With this AI agent, you can ask it questions, navigate through websites, and extract information. It can even complete complex tasks like finding information on specific websites or interacting with forms. Although the functionality is still limited and there are improvements to be made, this AI agent shows great potential for completing complex tasks.

In conclusion, the combination of GPT 4V and Puppeteer allows us to build AI agents that can browse the web like humans. These agents have the potential to revolutionize automation, customer support, sales, and marketing. With direct access and control of the computer and web browser, AI agents can handle complex tasks with less setup cost. The possibilities are endless, and I'm excited to see the innovative AI agents that will be created in the future.

‍

Resources:

Get free hubspot research of how does Sales team use AI in 2024: https://offers.hubspot.com/sales-trends-report?utm_source=youtube&utm_medium=social&utm_campaign=CR00148Nov2023_AIJason%2Fpartner_youtube

🔗 Links

Follow me on twitter: https://twitter.com/jasonzhou1993
Github - Web AI agent: https://www.crafters.ai/aitools/ai-web-agent

‍

Frequently Asked Questions

1. Can AI agents replace human workers?

No, AI agents are designed to assist and augment human workers, not replace them. They can handle repetitive and standardized tasks, allowing humans to focus on more complex and creative work.

2. How accurate are AI agents in completing tasks?

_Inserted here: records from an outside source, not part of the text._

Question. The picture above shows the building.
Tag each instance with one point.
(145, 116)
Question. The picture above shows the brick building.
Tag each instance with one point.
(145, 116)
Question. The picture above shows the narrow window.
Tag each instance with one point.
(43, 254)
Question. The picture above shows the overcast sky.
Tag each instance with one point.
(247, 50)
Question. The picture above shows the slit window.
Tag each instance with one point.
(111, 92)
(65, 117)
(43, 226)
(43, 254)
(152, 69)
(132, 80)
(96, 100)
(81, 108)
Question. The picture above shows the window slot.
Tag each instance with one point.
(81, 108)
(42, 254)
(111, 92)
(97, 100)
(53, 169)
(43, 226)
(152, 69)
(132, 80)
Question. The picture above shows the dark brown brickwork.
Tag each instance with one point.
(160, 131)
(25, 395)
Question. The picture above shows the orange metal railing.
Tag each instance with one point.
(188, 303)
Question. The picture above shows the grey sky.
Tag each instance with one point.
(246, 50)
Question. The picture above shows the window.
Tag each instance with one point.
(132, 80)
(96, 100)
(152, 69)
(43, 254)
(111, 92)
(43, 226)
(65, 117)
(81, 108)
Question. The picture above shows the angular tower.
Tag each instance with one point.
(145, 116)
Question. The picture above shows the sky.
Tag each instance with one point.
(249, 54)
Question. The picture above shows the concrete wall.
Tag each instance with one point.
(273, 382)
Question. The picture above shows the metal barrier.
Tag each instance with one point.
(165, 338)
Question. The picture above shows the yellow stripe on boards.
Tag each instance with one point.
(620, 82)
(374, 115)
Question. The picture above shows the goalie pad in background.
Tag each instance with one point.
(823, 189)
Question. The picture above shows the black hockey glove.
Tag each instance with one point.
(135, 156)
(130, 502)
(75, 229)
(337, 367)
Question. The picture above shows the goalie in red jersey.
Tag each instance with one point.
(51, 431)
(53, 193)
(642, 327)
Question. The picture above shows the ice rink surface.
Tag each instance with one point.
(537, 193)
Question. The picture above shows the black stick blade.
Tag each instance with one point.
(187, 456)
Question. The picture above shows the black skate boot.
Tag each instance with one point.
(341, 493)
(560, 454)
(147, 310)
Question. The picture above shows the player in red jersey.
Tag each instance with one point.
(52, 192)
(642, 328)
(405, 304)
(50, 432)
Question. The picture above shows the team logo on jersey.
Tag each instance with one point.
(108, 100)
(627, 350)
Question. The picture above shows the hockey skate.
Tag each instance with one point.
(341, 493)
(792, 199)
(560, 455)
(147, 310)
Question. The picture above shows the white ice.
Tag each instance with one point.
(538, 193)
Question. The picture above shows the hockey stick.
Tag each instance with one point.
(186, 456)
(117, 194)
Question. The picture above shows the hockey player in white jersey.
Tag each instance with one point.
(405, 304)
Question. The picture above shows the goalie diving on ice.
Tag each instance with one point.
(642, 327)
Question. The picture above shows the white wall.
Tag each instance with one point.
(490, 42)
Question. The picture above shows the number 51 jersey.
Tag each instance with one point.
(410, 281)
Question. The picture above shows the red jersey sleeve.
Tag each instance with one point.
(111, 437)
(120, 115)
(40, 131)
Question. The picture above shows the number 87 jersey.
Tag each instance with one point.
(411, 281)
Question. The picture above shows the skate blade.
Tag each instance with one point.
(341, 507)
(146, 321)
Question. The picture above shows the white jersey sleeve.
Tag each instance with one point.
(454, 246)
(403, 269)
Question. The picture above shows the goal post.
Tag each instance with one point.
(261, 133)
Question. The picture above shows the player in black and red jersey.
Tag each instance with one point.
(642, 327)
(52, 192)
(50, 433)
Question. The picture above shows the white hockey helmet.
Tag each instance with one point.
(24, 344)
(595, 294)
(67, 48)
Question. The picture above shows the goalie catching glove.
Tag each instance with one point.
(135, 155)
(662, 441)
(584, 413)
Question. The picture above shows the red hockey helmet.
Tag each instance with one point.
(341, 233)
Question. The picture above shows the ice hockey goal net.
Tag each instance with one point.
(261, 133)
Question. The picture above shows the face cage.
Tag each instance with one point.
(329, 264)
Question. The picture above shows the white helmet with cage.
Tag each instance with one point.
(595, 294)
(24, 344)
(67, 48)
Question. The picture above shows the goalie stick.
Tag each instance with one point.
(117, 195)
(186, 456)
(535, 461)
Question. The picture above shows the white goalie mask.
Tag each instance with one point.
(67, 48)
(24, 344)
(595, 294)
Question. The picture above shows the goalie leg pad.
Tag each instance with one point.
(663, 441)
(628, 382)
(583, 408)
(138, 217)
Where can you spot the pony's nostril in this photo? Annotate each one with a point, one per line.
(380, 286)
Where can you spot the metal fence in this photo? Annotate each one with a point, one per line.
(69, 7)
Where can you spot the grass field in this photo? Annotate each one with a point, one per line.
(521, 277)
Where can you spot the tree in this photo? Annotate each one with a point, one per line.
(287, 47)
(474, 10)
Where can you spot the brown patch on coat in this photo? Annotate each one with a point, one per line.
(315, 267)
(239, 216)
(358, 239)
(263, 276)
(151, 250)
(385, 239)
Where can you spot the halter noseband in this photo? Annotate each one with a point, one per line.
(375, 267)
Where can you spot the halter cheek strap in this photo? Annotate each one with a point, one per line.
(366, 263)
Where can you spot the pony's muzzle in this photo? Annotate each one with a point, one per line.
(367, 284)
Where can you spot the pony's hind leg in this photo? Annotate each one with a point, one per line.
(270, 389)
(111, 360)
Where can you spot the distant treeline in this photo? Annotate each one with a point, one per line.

The accuracy of AI agents depends on various factors, such as the quality of training data, the complexity of the task, and the capabilities of the AI model. With advancements in AI technology, the accuracy of AI agents is continuously improving.

3. Are AI agents secure?

AI agents can be secure if proper security measures are implemented. It is important to ensure that AI agents have limited access to sensitive data and are protected against potential vulnerabilities and attacks.

4. Can AI agents learn from user interactions?

Yes, AI agents can learn from user interactions. By analyzing user feedback and behavior, AI agents can improve their performance and provide more personalized and accurate assistance.

5. How can AI agents benefit businesses?

AI agents can benefit businesses by automating repetitive tasks, improving customer support, increasing efficiency, and providing valuable insights. They can help businesses save time and resources, enhance productivity, and deliver better customer experiences.